The Birth of Venus by Sarah Dunant

After I enjoyed reading Tracy Chevalier’s Girl with a Pearl Earring, I decided to get The Birth of Venus because Amazon listed it as a similar book.

The Birth of Venus is a historical novel, similar to Girl with a Pearl Earring in its themes of sensual awakening and art, although it goes into more detail, especially on history and politics (from the death of Lorenzo de Medici to the rise and fall of Savonarola), with a bit of Dante thrown in.

Set in 15th century Florence, it is the story of Alessandra Cecchi, precocious and artistic daughter of a well-to-do cloth merchant. The story unfolds with Alessandra’s coming of age at 14, forcing her to sacrifice her dreams to fulfill the expectations of womanhood amidst the turmoil around her, with Savonarola threatening to snuff out the influence of the Medicis, and the pending French invasion. The Florence she has known and loved is changing, and with this, Alessandra carves out a life she can call her own, and finally explore the passions she’s kept at bay.

Like Griet in Girl with a Pearl Earring, Alessandra is intoxicated with art, and falls in love with a painter. I love how these two books explore art and love in a similar fashion. Maybe it’s the artist in me, but it’s a heady combination. The richness of detail paints a very vivid picture — you can almost hear the fine scratching of Alessandra’s chalk on the wooden board, or smell the paint as it’s being mixed to the right shade…
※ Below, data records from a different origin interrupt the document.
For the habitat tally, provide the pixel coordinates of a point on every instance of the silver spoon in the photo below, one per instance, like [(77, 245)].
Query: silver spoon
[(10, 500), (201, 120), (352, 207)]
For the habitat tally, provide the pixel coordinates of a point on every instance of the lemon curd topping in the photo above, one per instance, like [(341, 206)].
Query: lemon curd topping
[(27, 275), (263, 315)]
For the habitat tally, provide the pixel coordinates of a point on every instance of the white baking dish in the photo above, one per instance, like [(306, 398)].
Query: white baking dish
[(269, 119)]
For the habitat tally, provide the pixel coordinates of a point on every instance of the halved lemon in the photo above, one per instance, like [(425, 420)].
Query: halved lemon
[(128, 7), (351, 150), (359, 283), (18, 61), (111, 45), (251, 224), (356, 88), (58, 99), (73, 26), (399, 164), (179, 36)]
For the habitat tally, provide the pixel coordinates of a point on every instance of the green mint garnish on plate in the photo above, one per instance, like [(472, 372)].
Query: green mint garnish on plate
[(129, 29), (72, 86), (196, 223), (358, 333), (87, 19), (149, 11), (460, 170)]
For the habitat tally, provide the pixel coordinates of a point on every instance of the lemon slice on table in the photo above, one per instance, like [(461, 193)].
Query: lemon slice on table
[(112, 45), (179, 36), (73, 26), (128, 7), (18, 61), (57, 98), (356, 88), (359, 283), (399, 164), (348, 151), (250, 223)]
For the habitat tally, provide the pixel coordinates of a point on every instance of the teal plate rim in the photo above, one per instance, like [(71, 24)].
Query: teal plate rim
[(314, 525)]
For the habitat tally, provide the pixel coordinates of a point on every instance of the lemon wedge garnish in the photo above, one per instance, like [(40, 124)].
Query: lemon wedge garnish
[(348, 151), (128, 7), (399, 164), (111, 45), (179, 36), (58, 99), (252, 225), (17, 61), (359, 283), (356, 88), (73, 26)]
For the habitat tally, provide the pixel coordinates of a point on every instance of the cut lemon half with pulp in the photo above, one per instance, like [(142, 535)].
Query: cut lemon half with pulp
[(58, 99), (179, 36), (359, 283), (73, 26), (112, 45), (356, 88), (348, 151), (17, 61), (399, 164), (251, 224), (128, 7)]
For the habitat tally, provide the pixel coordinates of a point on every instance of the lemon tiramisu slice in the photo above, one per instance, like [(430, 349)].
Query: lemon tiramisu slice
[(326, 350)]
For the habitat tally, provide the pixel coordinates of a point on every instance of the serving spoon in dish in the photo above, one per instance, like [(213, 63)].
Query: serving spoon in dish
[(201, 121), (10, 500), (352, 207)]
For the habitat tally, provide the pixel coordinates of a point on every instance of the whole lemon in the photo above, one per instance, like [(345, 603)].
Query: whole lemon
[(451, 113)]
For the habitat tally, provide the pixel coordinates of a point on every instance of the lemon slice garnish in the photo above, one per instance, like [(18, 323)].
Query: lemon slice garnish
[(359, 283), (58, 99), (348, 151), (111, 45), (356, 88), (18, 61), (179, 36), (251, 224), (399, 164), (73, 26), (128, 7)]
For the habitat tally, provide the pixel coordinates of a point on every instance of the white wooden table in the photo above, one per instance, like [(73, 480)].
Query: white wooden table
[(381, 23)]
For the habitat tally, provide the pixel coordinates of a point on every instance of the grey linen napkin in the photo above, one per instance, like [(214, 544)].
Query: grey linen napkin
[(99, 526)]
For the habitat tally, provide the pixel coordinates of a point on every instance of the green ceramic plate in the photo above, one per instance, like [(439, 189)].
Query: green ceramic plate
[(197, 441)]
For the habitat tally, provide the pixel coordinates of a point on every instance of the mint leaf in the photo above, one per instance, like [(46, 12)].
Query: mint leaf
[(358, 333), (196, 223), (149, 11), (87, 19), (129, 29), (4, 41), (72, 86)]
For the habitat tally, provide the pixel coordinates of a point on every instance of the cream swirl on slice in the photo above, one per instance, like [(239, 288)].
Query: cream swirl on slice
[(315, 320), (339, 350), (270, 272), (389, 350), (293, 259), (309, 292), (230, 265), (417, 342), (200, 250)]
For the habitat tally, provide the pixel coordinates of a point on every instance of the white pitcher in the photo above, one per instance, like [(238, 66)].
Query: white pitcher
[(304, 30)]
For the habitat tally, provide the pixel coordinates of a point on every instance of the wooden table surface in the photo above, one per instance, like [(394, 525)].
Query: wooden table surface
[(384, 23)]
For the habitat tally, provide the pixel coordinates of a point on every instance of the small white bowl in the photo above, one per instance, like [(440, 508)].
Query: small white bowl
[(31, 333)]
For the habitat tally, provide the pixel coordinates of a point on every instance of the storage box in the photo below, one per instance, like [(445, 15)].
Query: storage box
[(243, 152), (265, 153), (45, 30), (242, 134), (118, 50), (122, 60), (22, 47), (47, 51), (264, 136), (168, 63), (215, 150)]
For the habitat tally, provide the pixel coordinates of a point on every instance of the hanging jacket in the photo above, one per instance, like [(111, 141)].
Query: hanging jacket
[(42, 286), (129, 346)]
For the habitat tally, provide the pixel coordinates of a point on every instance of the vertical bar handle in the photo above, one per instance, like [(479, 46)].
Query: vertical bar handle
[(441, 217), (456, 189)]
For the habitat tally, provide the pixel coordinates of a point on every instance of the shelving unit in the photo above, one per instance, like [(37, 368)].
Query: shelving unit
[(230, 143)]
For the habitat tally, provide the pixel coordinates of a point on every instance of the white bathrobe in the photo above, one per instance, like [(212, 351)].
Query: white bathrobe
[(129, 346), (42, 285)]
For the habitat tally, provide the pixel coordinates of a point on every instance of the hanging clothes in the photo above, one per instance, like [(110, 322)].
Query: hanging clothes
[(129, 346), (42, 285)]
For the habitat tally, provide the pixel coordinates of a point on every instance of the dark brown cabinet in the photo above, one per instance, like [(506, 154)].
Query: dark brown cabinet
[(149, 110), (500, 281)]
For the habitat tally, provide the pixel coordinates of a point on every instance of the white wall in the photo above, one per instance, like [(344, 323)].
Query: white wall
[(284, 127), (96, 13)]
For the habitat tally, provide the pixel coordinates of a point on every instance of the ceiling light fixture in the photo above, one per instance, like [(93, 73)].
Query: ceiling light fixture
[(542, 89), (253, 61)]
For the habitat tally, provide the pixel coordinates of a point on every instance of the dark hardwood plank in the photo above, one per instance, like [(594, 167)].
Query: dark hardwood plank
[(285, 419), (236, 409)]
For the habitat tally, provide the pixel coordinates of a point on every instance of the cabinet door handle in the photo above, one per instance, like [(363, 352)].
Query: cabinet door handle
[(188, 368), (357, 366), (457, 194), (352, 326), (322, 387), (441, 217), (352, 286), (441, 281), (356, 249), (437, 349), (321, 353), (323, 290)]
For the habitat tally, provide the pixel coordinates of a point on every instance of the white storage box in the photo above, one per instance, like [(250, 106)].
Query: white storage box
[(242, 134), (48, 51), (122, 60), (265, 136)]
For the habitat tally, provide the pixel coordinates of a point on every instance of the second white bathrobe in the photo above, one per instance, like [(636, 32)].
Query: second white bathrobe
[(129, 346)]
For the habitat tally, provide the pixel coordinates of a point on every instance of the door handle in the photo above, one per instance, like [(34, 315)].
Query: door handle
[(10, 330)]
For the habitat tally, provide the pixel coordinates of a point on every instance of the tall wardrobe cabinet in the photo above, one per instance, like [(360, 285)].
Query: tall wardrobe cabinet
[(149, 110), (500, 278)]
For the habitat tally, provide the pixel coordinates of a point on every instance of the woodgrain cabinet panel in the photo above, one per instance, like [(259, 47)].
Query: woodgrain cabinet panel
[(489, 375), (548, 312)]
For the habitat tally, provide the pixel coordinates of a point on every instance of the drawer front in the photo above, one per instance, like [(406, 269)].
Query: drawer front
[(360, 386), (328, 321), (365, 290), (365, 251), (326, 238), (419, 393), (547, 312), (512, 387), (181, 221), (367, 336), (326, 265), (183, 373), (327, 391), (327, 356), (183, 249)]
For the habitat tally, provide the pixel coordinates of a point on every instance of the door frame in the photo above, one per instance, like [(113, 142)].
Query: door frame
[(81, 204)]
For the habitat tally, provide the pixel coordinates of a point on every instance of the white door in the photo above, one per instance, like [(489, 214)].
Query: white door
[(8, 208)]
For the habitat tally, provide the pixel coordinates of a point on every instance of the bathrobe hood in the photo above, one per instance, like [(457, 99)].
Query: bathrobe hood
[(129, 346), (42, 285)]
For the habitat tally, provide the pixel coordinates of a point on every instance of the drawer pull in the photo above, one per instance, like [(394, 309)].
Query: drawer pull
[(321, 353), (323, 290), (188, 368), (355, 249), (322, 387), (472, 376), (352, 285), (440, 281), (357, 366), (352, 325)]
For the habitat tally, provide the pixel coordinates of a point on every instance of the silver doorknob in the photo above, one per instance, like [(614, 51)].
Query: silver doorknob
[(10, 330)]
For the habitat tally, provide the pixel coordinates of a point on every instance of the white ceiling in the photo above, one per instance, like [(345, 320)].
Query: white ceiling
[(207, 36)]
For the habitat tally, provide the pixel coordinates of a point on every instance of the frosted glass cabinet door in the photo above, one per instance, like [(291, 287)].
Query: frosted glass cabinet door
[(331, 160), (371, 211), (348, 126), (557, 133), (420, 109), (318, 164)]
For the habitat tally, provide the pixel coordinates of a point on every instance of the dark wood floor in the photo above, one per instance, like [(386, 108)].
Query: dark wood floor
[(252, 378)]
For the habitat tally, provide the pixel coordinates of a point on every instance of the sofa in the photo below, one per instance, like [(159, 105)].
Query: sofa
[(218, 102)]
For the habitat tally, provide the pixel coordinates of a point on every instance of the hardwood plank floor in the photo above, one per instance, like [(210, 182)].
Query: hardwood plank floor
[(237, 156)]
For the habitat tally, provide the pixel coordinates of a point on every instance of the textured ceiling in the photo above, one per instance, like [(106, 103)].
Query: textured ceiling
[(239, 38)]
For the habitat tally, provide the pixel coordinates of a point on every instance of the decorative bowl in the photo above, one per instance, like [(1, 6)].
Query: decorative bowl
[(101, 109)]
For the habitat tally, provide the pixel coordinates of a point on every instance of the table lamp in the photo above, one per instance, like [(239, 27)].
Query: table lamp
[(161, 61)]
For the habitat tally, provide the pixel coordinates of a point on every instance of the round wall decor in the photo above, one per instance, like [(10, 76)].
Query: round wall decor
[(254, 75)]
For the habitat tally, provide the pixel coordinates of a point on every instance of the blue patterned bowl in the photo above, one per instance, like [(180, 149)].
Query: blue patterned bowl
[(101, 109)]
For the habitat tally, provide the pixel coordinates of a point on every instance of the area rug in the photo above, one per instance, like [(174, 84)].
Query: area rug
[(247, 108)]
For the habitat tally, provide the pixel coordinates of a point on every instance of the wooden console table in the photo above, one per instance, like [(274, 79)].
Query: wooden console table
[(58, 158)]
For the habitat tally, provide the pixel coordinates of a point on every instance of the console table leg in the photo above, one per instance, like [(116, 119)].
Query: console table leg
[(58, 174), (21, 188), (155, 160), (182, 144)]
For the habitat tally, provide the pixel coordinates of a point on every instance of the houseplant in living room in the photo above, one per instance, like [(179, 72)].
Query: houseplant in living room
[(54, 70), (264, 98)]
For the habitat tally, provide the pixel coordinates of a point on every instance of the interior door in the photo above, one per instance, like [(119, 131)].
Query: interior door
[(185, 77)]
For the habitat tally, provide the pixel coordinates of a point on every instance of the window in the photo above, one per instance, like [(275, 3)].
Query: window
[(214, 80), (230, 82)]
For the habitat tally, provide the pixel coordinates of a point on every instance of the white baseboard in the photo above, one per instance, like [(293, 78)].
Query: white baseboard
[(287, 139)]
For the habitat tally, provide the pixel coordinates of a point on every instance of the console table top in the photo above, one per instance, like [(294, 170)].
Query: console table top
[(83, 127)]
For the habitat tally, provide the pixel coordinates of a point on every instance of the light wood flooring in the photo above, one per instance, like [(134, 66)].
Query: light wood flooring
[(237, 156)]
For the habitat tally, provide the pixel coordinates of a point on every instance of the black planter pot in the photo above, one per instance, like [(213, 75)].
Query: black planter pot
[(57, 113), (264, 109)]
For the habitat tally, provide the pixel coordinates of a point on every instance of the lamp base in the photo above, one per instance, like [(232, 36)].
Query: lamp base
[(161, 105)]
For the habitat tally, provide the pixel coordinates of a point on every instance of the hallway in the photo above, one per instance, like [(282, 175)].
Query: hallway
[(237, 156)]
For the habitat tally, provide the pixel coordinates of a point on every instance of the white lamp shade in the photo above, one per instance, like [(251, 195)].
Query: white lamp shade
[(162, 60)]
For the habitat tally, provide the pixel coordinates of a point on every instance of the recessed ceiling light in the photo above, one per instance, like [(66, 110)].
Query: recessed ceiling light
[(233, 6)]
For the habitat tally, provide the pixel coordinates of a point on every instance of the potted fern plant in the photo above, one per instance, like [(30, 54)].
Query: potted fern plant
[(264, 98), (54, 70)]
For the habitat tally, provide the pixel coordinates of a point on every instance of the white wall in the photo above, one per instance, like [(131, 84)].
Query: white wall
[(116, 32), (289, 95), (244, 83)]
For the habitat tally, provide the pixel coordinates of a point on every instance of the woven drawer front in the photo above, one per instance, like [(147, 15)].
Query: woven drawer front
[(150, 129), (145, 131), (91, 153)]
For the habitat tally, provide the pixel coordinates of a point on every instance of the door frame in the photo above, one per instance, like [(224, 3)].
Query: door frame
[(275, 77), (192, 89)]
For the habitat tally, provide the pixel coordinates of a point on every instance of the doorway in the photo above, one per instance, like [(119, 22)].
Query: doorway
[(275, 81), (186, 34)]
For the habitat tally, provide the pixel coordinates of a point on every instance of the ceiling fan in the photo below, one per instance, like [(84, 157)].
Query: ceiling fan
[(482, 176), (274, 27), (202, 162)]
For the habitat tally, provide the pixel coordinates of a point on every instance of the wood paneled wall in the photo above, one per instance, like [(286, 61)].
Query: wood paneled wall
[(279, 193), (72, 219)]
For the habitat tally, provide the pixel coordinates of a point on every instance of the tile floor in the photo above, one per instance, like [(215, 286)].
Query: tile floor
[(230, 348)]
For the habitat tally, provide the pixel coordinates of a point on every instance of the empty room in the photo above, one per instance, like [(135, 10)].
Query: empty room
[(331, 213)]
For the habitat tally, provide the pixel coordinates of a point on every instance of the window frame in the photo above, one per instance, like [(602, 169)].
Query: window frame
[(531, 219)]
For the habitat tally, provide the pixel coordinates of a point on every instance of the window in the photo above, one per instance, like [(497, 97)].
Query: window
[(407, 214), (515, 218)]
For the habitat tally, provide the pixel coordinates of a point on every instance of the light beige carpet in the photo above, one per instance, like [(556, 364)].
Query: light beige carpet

The second half’s full of surprises, especially Part IV, where things you didn’t expect to have any significance fall into place, and tie the whole story into a very strong piece: a charming novel that’s hard to resist.

My copy: trade paperback upgraded into hardcover with dustjacket, thanks to Triccie and Babing

My rating: 5/5 stars

Girl with a Pearl Earring by Tracy Chevalier

Some stories are driven by their plots; Girl with a Pearl Earring is driven by the sensory experience it provides the reader.

16-year old Griet is a Dutch girl who comes to serve as a maid in the house of the painter Johannes Vermeer. Her keen perception and artistic sensibilities allows her access into Vermeer’s inner sanctum: his painting studio, where she eventually becomes the master’s assistant.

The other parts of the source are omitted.